OPINION

Our thinning blue line

Andrew Donaldson says the police are not exactly inspiring heaps of confidence at the moment

Let's be frank. After Wednesday's parliamentary portfolio committee meeting on the South African Police Services, the all-round confidence here at the Mahogany Ridge in our thinning blue line's ability to uphold law and order has slipped a teeny, weeny bit.

The figures are grim. In the last financial year, 1 165 service weapons were lost -- yet only 300 officers have been charged for their disappearance. It also emerged that more than 20 000 of them were incompetent in handling the firearms they somehow failed to lose. 

In the last five years, more than 13 500 firearms were lost. Less than one percent of the officers responsible for this negligence have been disciplined or ordered to pay for their missing weapons. 

"Nobody is being held accountable," was how the Democratic Alliance's police spokeswoman, Dianne Kohler Barnard, put it. "Firearms are hugely expensive. I can understand if a police officer has a gun held to their head, they would not be held responsible. But there have been suspicions voiced that SAPS members are selling them to supplement their income."

It's not unreasonable to suggest that this slackness played a substantial role in the R20-billion contingent liability in the SAPS, an amount that has quadrupled in the last five years. Of that sum, about R14.8-billion is civil claims by private individuals against the police.

Deaths in police detention have increased significantly in this time, as have deaths as a result of police action and the number of assault complaints against the police. 

It is notable that this upward trend began at roughly the same time government began urging police to start shooting back at criminals, and the then safety and security minister Susan Shabangu urging SAPS members to "kill the bastards" in 2008. 

Not long after that, President Jacob Zuma appointed his chum, Bheki Cele, national police commissioner. Cele kicked off his campaign of cracking down on crime by reintroducing apartheid-era paramilitary ranks and arsing about in junta fancy dress.

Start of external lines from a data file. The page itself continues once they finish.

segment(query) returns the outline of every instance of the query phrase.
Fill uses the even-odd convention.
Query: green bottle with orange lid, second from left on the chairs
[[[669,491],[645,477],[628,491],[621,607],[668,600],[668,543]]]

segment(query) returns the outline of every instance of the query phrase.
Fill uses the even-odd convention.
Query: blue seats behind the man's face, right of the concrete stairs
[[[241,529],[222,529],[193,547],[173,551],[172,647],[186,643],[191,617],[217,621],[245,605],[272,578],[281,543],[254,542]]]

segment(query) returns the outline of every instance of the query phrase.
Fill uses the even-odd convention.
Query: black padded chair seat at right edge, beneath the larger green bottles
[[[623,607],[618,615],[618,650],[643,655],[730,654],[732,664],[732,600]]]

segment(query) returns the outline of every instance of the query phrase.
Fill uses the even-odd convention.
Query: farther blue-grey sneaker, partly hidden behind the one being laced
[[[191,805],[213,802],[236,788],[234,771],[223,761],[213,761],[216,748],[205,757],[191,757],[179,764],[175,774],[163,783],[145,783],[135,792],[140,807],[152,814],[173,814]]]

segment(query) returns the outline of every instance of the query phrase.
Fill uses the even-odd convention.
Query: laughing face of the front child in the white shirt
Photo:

It is not just weapons training the cops need. About 16 000 of them cannot drive. This, I'm reliably informed, is only a problem when they need to drive a vehicle somewhere. Responding, let's say, to an emergency crime call. 

There are, apparently, police stations where there no usable vehicles whatsoever, and others are in need of a good overhauling. 

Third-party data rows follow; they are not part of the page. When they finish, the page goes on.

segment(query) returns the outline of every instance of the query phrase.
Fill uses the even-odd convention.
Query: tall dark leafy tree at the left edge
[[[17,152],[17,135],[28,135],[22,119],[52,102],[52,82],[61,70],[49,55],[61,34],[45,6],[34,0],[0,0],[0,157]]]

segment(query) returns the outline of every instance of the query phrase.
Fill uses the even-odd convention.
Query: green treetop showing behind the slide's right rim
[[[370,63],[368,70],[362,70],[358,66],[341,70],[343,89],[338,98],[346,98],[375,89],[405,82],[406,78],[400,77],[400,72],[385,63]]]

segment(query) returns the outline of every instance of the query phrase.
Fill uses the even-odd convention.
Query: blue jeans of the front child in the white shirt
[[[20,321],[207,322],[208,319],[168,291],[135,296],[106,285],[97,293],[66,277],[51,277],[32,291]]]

If it wasn't for a sliding door falling off an SAPS kombi, for example, Donald Gibson -- son of Douglas Gibson, former opposition politician and former ambassador to Thailand -- would not have been stomped and beaten unconscious in the parking lot at the FNB Stadium after the Bok-All Blacks rugby clash a fortnight ago. 

And those that can drive are apparently as careless with their vehicles as they are with their firearms. An unmarked SAPS double-cab bakkie was stolen when a constable left his keys in the vehicle while he popped into a toilet at the Pretoria West police station, it was reported.

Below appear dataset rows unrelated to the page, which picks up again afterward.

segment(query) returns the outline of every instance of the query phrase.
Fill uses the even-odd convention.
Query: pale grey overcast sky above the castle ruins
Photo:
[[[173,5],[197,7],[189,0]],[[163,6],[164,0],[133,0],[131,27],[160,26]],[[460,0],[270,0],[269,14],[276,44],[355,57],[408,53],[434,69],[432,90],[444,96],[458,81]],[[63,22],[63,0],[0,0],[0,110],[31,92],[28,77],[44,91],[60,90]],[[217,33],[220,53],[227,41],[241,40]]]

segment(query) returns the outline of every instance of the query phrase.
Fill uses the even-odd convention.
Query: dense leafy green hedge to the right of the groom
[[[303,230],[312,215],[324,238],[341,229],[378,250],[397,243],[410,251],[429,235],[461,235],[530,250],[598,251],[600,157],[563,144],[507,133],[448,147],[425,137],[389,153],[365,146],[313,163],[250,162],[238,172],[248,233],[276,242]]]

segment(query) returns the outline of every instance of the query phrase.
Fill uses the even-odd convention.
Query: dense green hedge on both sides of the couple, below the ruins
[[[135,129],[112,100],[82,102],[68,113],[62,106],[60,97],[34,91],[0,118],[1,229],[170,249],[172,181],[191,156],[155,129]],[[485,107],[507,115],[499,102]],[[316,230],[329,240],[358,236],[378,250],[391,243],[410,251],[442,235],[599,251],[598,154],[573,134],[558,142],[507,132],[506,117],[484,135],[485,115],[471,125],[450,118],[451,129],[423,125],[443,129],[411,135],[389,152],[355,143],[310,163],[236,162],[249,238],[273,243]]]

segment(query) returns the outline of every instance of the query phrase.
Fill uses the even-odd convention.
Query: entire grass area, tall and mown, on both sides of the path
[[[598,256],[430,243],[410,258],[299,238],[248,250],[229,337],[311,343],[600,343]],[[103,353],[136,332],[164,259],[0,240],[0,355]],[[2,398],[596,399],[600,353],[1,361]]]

Fortunately, the vehicle was later seen on the Ben Schoeman highway and pursued. During the chase it overturned and a suspect was arrested.

Some sensitivity training would also not be a waste of time, either. Colonel McIntosh Polela, the Hawks spokesman, has now apologised on Twitter for a comment he posted about murder-convicted musician Molemo "Jub Jub" Maarohanye -- "I trust that Jub Jub's supporters gave him a jar of Vaseline to take to prison" -- and admitted that it was poor taste.

It seems unsurprising that, in the townships and the informal settlements on the Cape Flats, vigilante activities have increased dramatically. 

This week, in the 18th such instance of mob justice in the Western Cape since March, Philippi residents stoned a man to death who, they claimed, together with an accomplice, had been robbing people on their way to and from work. 

While their frustration with runaway crime was understandable, it was nevertheless chilling to read the reported comments of those who took part in the stoning. 

One man said, "They searched me and took some cash that was with me. Fortunately a car stopped and when they tried to run the driver of the car caught up with one of them. There was no time to ask questions and we started to assault him and we killed him. This year alone I have been robbed of three cellphones . . . [These] would-be criminals need to be taught a lesson that crime does not pay, instead you pay with your life."

The usual condemnations from police were forthcoming, with warnings that such activities were punishable by law. A murder docket, according to an SAPS spokesman, had been opened and investigations were continuing. There were no arrests at the time of writing. 

This article first appeared in the Weekend Argus.